Protecting important habitat (aka, summer camp as a place for teens).

Heading into the summer, I’ve been thinking (and talking) a lot about how summer camp fits into the wider culture in 2024.


Camps have always been a place apart, a bubble, an eddy current aside from the mainstream. Places where the “real world” gives way to a more authentic experience, one more intense and relaxed at the same time.


But I’ve been thinking about it a little differently this summer, so I’ve added a new analogy to my lexicon. I doubt it’s “new” new, but it’s new to me.


I’ve started thinking about camp as something akin to a wildlife reserve, or a national park, set up to preserve a unique and valuable ecosystem that is facing significant habitat destruction.

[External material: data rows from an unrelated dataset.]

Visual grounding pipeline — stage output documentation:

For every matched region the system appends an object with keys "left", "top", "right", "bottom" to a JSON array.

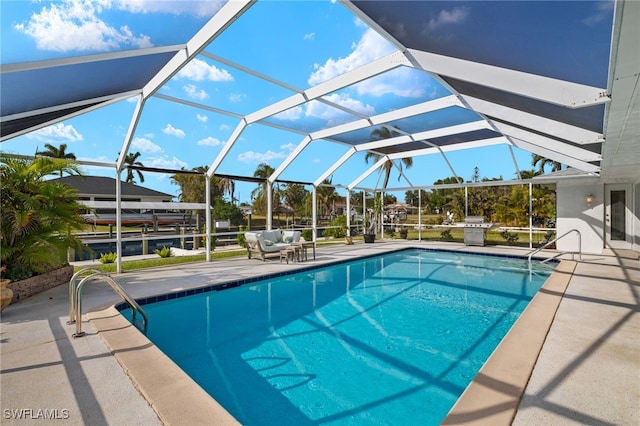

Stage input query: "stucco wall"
[
  {"left": 632, "top": 183, "right": 640, "bottom": 251},
  {"left": 556, "top": 182, "right": 604, "bottom": 254}
]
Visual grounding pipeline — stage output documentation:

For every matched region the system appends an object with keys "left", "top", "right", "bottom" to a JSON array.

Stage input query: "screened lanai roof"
[{"left": 0, "top": 1, "right": 640, "bottom": 194}]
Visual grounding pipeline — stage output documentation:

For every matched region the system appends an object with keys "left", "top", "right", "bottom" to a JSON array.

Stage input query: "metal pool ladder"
[
  {"left": 527, "top": 229, "right": 582, "bottom": 268},
  {"left": 67, "top": 267, "right": 149, "bottom": 337}
]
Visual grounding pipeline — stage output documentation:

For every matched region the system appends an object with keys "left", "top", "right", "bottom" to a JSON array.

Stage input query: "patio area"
[{"left": 0, "top": 241, "right": 640, "bottom": 425}]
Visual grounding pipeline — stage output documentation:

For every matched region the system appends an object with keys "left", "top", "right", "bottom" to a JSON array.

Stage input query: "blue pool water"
[{"left": 123, "top": 249, "right": 551, "bottom": 425}]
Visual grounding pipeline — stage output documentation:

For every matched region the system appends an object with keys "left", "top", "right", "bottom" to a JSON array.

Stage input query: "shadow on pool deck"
[{"left": 0, "top": 241, "right": 640, "bottom": 425}]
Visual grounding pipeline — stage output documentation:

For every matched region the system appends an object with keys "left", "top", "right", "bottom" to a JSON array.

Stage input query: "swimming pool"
[{"left": 120, "top": 249, "right": 551, "bottom": 424}]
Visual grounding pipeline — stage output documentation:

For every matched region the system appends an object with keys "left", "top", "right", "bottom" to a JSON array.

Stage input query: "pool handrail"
[
  {"left": 67, "top": 266, "right": 102, "bottom": 324},
  {"left": 527, "top": 229, "right": 582, "bottom": 266},
  {"left": 72, "top": 272, "right": 149, "bottom": 337}
]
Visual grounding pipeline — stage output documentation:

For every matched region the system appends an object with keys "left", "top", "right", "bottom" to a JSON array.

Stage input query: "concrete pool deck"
[{"left": 0, "top": 241, "right": 640, "bottom": 425}]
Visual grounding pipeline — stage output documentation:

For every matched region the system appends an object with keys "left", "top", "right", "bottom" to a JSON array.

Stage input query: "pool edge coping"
[
  {"left": 441, "top": 260, "right": 577, "bottom": 425},
  {"left": 86, "top": 247, "right": 577, "bottom": 425}
]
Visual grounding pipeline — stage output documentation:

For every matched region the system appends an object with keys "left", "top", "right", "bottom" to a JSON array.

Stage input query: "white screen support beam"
[
  {"left": 493, "top": 122, "right": 602, "bottom": 162},
  {"left": 207, "top": 119, "right": 247, "bottom": 178},
  {"left": 408, "top": 49, "right": 611, "bottom": 108},
  {"left": 347, "top": 155, "right": 389, "bottom": 191},
  {"left": 246, "top": 52, "right": 410, "bottom": 123},
  {"left": 511, "top": 138, "right": 600, "bottom": 173},
  {"left": 313, "top": 148, "right": 356, "bottom": 187},
  {"left": 267, "top": 136, "right": 311, "bottom": 184},
  {"left": 142, "top": 0, "right": 256, "bottom": 99},
  {"left": 462, "top": 95, "right": 604, "bottom": 145},
  {"left": 116, "top": 95, "right": 145, "bottom": 171}
]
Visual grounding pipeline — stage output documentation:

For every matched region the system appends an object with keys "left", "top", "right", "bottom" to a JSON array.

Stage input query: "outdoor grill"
[{"left": 462, "top": 216, "right": 493, "bottom": 246}]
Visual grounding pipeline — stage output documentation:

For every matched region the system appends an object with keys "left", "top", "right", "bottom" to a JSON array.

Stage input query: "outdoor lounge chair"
[{"left": 244, "top": 229, "right": 300, "bottom": 261}]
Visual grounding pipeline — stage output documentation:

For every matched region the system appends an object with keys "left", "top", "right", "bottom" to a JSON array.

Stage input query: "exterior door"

The ecosystem, or habitat, in this case being childhood and adolescence.  

It is no secret that childhood and adolescence have been under intense pressure for quite a while now, but those pressures are accumulating at an accelerating pace, thanks in large part to the switch from a play-based childhood to a phone-based childhood. (Apple recently took pride in their  part in this destructive switch, releasing an ad showing a giant hydraulic press destroying guitars, paintbrushes, and toys, only to replace them with a iPad). We’ve also lost outdoor, play based time to development, insurance requirements, and media fearmongering.


Previous generations of kids and teens had much more freedom of access to spaces that respected and encouraged play, challenge, peer-to-peer interaction, community mindedness, and more. Today, few places for kids like this still exist, with the exception of camp.


So this summer, we'll keep pushing back the real world. Collectively, camp professionals in Maine have been doing so since the early 20th century. It’s always been important but preserving time and space for childhood and adolescence is more important now than ever. Because outside the camp gates, so much habitat has been lost. Teens need a place to be teens. Even if they can't find a place to be happy, authentic, playful, curious, sociable and challenging elsewhere, they can still find it by the shore of Stanley Pond.